Most solo/home stakers rely on [beaconcha.in](https://beaconcha.in/) watchlists to notify them when their validators are missing attestations.

However, in some scenarios, this method no longer works well for solo stakers. e.g.,

* **Running many validator keys via Lido CSM or similar platforms:** It's not useful to receive 10 to 100 notifications every 6.5 minutes from beaconcha.in when the issue could lie with your EL, CL, or VC directly.
* **Running DVTs:** Because your nodes could be offline without causing missed attestations--e.g., a cluster of X nodes is responsible for operating Y validator keyshares.

This problem is especially pronounced for DVT operators as they may only act when the cluster fails to achieve consensus as a whole, leading to free-rider problems.

Hence, I needed a way of being notified when each of my core services is unhealthy instead of relying solely on onchain alerts.
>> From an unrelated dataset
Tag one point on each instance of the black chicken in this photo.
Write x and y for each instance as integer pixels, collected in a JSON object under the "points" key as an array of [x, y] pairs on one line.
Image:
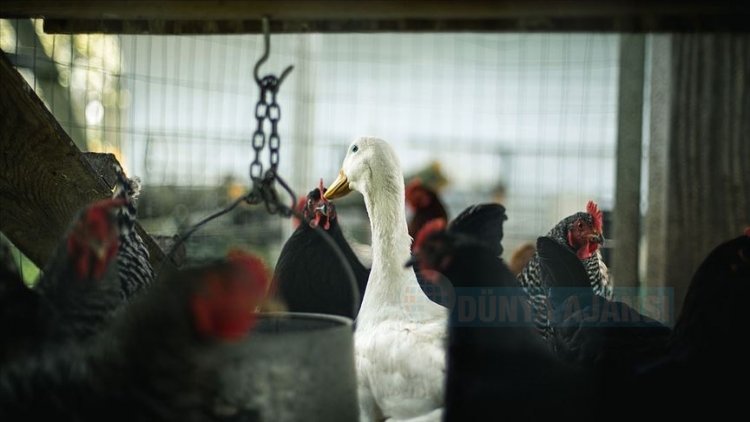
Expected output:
{"points": [[498, 366], [588, 328], [80, 287], [306, 277], [707, 354], [162, 360]]}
I also want to be alerted when my health checker service itself fails.

I settled on a custom Python script running in a docker container that queries the health, metrics, or p2p endpoints of the consensus, execution, validator, & DVT clients of your setup periodically and sends a Telegram message to yourself or a chat group if it fails. Healthchecks.io alerts you if your health checker service itself fails.

It's a lightweight solution ideal for scenarios where detailed metrics and alerts are not required.

{% hint style="warning" %}
**Disclaimer:** This is more of a fun project for home stakers and does not replace professional monitoring tools.
{% endhint %}